Masculinity in Politics and War in the Age of Democratic Revolutions, 1750-1850

TitleMasculinity in Politics and War in the Age of Democratic Revolutions, 1750-1850
Publication TypeBook Chapter
Year of Publication2004
AuthorsDudink, Stefan, and Karen Hagemann
EditorDudink, Stefan, Karen Hagemann, and John Tosh
Book TitleMasculinities in Politics and War: Gendering Modern History
PublisherManchester University Press

This introductory chapter in the 2004 collection on Masculinities in Politics and War: Gendering Modern History explores the development and importance of ideas of masculinity in the history of politics and war in the Age of the Democratic Revolutions from 1750 to 1850 in a comparative perspective focusing on the contested discourses in colonial and revolutionary America and revolutionary France as well as the conservative, monarchical powers Britain and Prussia.

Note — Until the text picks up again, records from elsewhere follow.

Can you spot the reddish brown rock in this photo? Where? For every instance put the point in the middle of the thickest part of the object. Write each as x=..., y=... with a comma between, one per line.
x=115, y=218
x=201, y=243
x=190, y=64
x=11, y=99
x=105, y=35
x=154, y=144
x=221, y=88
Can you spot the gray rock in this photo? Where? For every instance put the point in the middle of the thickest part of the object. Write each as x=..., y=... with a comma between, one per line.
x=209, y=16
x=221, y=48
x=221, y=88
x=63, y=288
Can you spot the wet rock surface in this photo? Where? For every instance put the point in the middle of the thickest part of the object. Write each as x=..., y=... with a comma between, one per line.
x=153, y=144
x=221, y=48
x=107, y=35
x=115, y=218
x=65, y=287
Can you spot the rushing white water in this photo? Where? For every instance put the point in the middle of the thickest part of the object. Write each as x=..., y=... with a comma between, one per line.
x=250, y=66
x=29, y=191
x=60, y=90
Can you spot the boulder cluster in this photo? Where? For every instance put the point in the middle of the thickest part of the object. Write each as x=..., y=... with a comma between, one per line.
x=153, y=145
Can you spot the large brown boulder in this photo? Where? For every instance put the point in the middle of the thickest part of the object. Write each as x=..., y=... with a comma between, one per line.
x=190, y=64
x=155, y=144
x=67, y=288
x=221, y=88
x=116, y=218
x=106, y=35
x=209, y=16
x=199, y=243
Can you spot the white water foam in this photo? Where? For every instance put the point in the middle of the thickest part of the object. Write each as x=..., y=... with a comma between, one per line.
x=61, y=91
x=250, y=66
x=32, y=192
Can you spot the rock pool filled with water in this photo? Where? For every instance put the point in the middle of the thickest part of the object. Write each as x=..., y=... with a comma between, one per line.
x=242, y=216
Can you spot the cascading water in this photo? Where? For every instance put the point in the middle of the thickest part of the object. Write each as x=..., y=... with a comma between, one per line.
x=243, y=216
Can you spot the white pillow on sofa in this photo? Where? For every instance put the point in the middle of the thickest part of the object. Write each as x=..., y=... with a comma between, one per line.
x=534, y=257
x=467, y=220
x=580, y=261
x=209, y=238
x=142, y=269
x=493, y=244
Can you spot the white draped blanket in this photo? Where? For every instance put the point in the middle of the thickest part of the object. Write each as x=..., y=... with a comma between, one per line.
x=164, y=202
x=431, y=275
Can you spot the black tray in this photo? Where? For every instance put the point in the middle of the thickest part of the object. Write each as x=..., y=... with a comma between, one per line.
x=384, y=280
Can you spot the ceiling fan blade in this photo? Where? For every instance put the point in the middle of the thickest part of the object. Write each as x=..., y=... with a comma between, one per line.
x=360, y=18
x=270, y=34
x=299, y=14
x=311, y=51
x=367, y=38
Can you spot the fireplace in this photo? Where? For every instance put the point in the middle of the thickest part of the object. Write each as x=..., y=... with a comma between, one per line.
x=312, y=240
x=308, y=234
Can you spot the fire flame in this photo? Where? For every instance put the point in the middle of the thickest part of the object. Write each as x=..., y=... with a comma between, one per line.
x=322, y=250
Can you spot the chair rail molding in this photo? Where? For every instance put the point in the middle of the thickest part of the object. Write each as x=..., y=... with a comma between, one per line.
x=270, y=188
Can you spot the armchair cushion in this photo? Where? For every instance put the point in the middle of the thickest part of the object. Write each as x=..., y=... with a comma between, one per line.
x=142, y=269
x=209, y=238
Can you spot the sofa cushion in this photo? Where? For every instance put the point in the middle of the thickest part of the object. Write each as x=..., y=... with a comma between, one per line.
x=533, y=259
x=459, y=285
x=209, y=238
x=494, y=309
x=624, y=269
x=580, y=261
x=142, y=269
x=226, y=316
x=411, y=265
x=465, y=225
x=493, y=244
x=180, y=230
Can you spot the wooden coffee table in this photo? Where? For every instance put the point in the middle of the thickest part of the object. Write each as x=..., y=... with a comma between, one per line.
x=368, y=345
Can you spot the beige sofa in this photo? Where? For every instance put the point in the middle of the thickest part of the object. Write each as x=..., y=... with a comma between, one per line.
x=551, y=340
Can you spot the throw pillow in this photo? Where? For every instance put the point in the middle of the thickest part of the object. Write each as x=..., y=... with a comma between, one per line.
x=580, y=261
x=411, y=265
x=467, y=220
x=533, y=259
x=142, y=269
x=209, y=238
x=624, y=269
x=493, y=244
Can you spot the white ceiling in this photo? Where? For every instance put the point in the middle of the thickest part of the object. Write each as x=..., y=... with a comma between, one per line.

It shows how politics and war became the seemingly ‘natural’ homelands of masculinity - a masculinity that sometimes has been quite explicit, but often has been elided in the equation of ‘man’ with ‘human’ and ‘mankind’ which conceals masculinity behind discourses of ‘general interests’ and ‘universality’. The chapter analyses the historical processes by which politics and war came to be constructed as ‘naturally’ – and exclusively – masculine realms and demonstrates the implications of this focus for traditional historical narratives.